Spending the climate transition budget
The program’s carbon fees will ratchet up each year. The fee will start at $15 per ton of Scopes 1, 2, and 3 emissions in 2025 and increase to $21 by 2027. By the end of the year following certification, companies will have to spend their transition funds across two categories — abatement activities within and beyond their value chains.
“What I see as a really big unlock from the new certification is any certified brand has to go invest that budget in decarbonization solutions… We know that if brands want to achieve their reduction targets in the future, they need to be investing in solutions now,” said Gausewitz.
Value chain abatement
Companies must use at least 10 percent of their transition budgets toward value chain abatement. That can include purchasing lower-carbon electricity, fuels and materials, as well as carbon capture equipment. The label encourages brands to focus spending on reducing their biggest emission sources.
To participate in the program, companies must set near-term emission reduction targets, aiming for 50 percent reduction by 2030, and report on progress. But there’s no requirement to meet those targets to qualify for annual recertification. “Our view is it’s better to have companies at the table funding projects that are eligible for the standard,” said Change Climate Project CEO Austin Whitman. “It’s better to do that than have them not at the table.”
Beyond the value chain
Companies must spend the balance of their transition budgets on reducing emissions beyond their value chains. This can include purchase and retirement of carbon credits as well as policy advocacy, employee education and other initiatives.
The Label includes detailed guidelines on what types of carbon credits qualify, and encourages participating brands to follow the Oxford Offsetting Principles.
Advancing net zero goals globally continues to be a critical part of REI’s climate strategy. Although it’s made steady progress toward its Science Based Targets initiative-approved net zero target, “one of the challenges of decarbonizing our business is that there haven’t been many readily available opportunities to go reduce our emissions immediately,” said Gausewitz.
To date, REI’s carbon credit strategy has centered on nature-based carbon removal projects, including restoration of outdoor spaces.

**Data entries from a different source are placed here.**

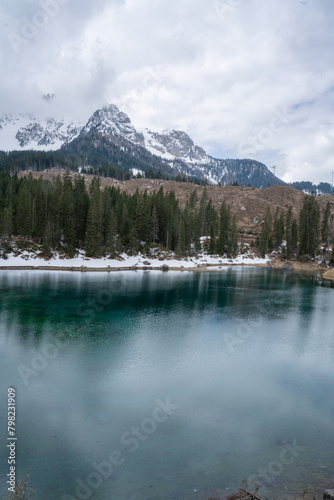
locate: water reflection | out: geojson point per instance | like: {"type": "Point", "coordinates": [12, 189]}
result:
{"type": "Point", "coordinates": [104, 348]}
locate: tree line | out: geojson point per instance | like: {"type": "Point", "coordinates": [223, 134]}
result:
{"type": "Point", "coordinates": [298, 238]}
{"type": "Point", "coordinates": [64, 215]}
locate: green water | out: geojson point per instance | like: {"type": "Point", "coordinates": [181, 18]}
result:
{"type": "Point", "coordinates": [188, 382]}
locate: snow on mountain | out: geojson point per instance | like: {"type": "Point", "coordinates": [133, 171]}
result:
{"type": "Point", "coordinates": [110, 121]}
{"type": "Point", "coordinates": [26, 132]}
{"type": "Point", "coordinates": [174, 145]}
{"type": "Point", "coordinates": [109, 127]}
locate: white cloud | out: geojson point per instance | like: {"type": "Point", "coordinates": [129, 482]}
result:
{"type": "Point", "coordinates": [221, 70]}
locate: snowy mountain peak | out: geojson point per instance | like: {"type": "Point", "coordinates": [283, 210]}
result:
{"type": "Point", "coordinates": [110, 121]}
{"type": "Point", "coordinates": [174, 145]}
{"type": "Point", "coordinates": [24, 132]}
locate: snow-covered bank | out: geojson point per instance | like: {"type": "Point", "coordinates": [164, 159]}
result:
{"type": "Point", "coordinates": [28, 259]}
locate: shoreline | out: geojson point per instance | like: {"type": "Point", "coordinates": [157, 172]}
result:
{"type": "Point", "coordinates": [309, 269]}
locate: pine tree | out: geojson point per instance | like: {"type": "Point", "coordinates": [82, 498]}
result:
{"type": "Point", "coordinates": [291, 234]}
{"type": "Point", "coordinates": [265, 241]}
{"type": "Point", "coordinates": [278, 227]}
{"type": "Point", "coordinates": [224, 245]}
{"type": "Point", "coordinates": [234, 236]}
{"type": "Point", "coordinates": [112, 245]}
{"type": "Point", "coordinates": [325, 226]}
{"type": "Point", "coordinates": [68, 215]}
{"type": "Point", "coordinates": [309, 227]}
{"type": "Point", "coordinates": [154, 225]}
{"type": "Point", "coordinates": [94, 230]}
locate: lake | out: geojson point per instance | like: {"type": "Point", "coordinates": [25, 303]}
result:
{"type": "Point", "coordinates": [175, 385]}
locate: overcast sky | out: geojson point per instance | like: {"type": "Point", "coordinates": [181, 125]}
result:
{"type": "Point", "coordinates": [244, 78]}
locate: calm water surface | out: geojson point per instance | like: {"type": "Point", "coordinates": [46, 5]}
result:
{"type": "Point", "coordinates": [188, 382]}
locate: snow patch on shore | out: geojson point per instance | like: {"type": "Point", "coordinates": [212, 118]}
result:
{"type": "Point", "coordinates": [126, 261]}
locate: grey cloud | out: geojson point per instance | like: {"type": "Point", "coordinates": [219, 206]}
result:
{"type": "Point", "coordinates": [220, 69]}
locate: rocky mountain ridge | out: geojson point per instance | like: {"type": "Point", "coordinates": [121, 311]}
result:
{"type": "Point", "coordinates": [109, 138]}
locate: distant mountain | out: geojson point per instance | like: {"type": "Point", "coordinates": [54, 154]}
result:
{"type": "Point", "coordinates": [25, 132]}
{"type": "Point", "coordinates": [109, 140]}
{"type": "Point", "coordinates": [310, 188]}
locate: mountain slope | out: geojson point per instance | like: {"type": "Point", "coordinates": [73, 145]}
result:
{"type": "Point", "coordinates": [25, 132]}
{"type": "Point", "coordinates": [109, 140]}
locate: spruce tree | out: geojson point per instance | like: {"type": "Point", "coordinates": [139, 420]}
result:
{"type": "Point", "coordinates": [325, 226]}
{"type": "Point", "coordinates": [94, 230]}
{"type": "Point", "coordinates": [309, 227]}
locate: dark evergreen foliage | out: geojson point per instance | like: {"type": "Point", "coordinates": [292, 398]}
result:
{"type": "Point", "coordinates": [62, 216]}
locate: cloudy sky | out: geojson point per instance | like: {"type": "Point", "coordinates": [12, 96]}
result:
{"type": "Point", "coordinates": [244, 78]}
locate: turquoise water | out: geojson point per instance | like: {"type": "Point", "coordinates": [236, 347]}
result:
{"type": "Point", "coordinates": [173, 385]}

The brand plans to use its transition funds to incorporate more low-carbon materials into its products and to create a more circular business model via its used gear offering.
Allbirds, Alter Eco, Klean Kanteen, MiiR, Nomadix and more than a dozen other consumer brands have also pledged to participate in The Climate Label program in 2025.
“The purpose and power of the label is not to try to define a single thing that all companies are going to be doing, but define at a higher level that companies are investing proportionate to their emissions,” said Whitman.